И тут-то пан обозный, Демид Пампушка-Куча-Стародупский, наконец решил: настало время повыгодней показать себя истинным сторонником Москвы, — сие могло пригодиться в исполнении его далеко идущих умыслов, ибо пан Пампушка, посягая на гетманскую булаву, отлично понимал, что без помощи обманутого народа (даже и с кучей червонцев — из желанного запорожского клада) против лукавого лебедина он один ничего поделать не сможет, вот и вознамерился теперь морочить мирославцев, возглашая свою приверженность Москве.
И Пан Куча воскликнул:
— Ты смеешь, пан сотник, такое плести против его царского величества?!
— А ежели царские воеводы ловчее королевских обдирал! — тоненько пропел пан Хивря, кивая на боярина Шутова. — Шинки да корчмы! Чьи они были? Мои да королевские. А стали? Царские! А все прочее? Как было всегда! Даже арендаторы шинков — те же самые: как торчали за стойками рыжие да черные пейсы, так и торчат!
— Пейсы, пейсы! — рассердился боярин. — Да они только и платят царскому величеству! Ваши-то магистратские… должны они доходы сбирать…
— Сдирать, а не сбирать! — крикнул женоподобный сотник.
— А где они, доходы? Где? Старши́на ваша, старосты, бурмистры нас, воеводу царского, не слушают! Все дела, городские и козацкие, вершат без нас! Вот нам и остаются лишь поборы…
— А как же! — снова зазвенел пан Хивря. — Грабеж и подати завели не хуже ляхов: дай и дай, не стельный, а телись! С кого шкуру дерут, а с кого уж и сало топят!
— Врешь, тетка! — не сдержавшись, рявкнул наконец бывший полковник, точно солью сыпанул в глаза Хивре. — Нет же такого, как бывало при польских панах. — И обратился к окружающим — Нет же у нас такого, как по городам под властью Однокрыла?
И рада вся, и весь майдан взгомонились и зашумели, — в Мирославе-то собрались уж тысячи людей, которые, бежав от гетманского глумления, рассказывали тут про те самые беды, что терзали Украину и при господстве Польши: однокрыловцы истребляли добрых людей, словно траву косили.
И люди на майдане, будто от боли, кричали:
— Глумятся над верой!
— Бьют!
— Пускай бьют, масла не выбьют!
А какой-то древний лирник, по ту сторону окна, слепой, с лицом, покрытым шрамами, бывший козак, молвил с горечью, словно бы про себя, но так, что его услыхали все:
— Наши люди до того обеднели: горло перережь — кровь не пойдет! Но всё режут и режут…

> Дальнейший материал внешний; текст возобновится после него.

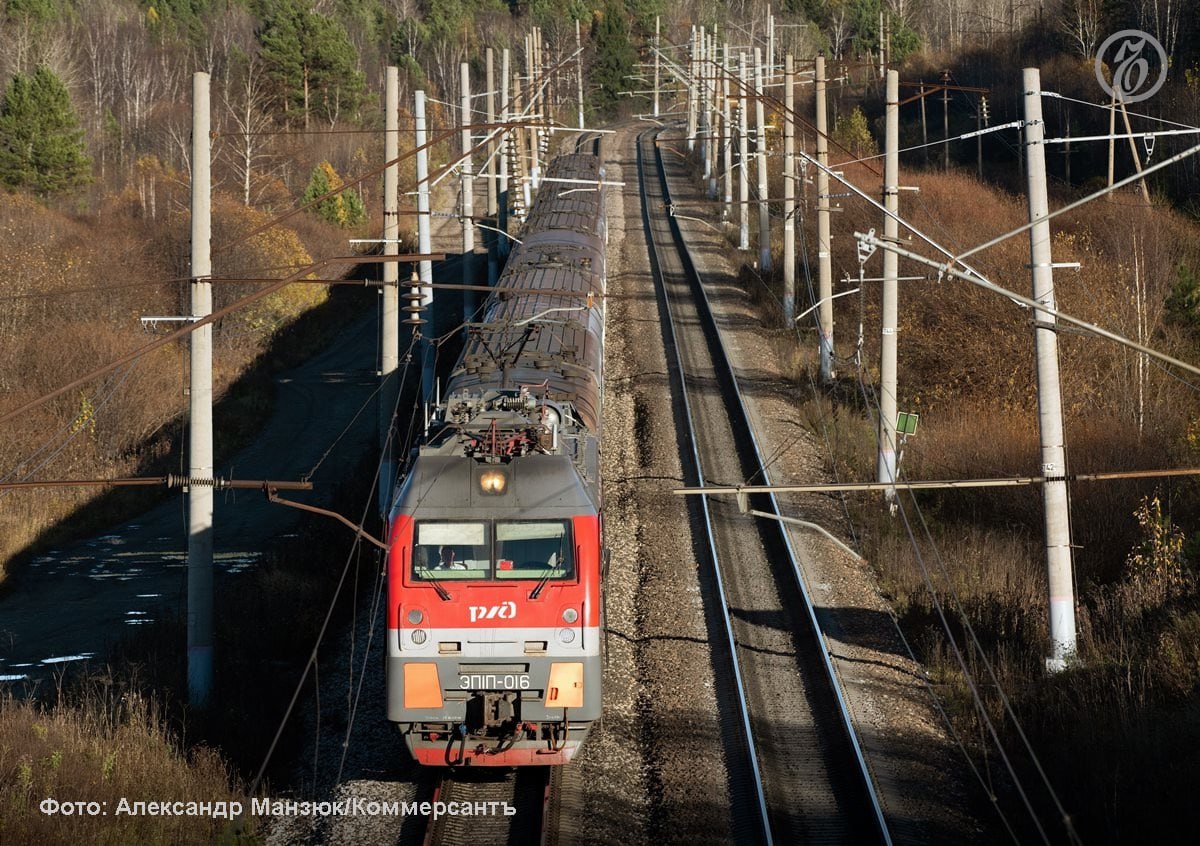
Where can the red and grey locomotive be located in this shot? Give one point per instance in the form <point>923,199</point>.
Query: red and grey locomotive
<point>495,610</point>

— Слышишь, Хивря? — спросил архиерей.
— Я ж — не про это! Я — про шинки. А что бедных людей обирают паны поляки…
— А сам ты шкуры не дерешь с крепостных да хлопов?
— Глас херувимский, а глаз сатанинский!
— Мелочи тебе солнце застят! — высокопарно сказал женоподобному сотнику пан Куча-Стародупский, и не потому сказал, что были у него такие уж твердые убеждения, а потому лишь, что в ту пору пану обозному было это выгодно и удобно. — Мелочи солнце застят, пан Хивря! Москали — братья наши по вере православной! Чего ж ты тявкаешь, собака?!
— Я ж не про веру — про шинки! За горилку-то денежки кому перепадают?
— Ты сам не прочь загребать их, старый шинкарь? — ехидно спросил Пампушка, искоса взглянув на Савватея Шутова, на воеводу: какое впечатление производит на него сие заступничество?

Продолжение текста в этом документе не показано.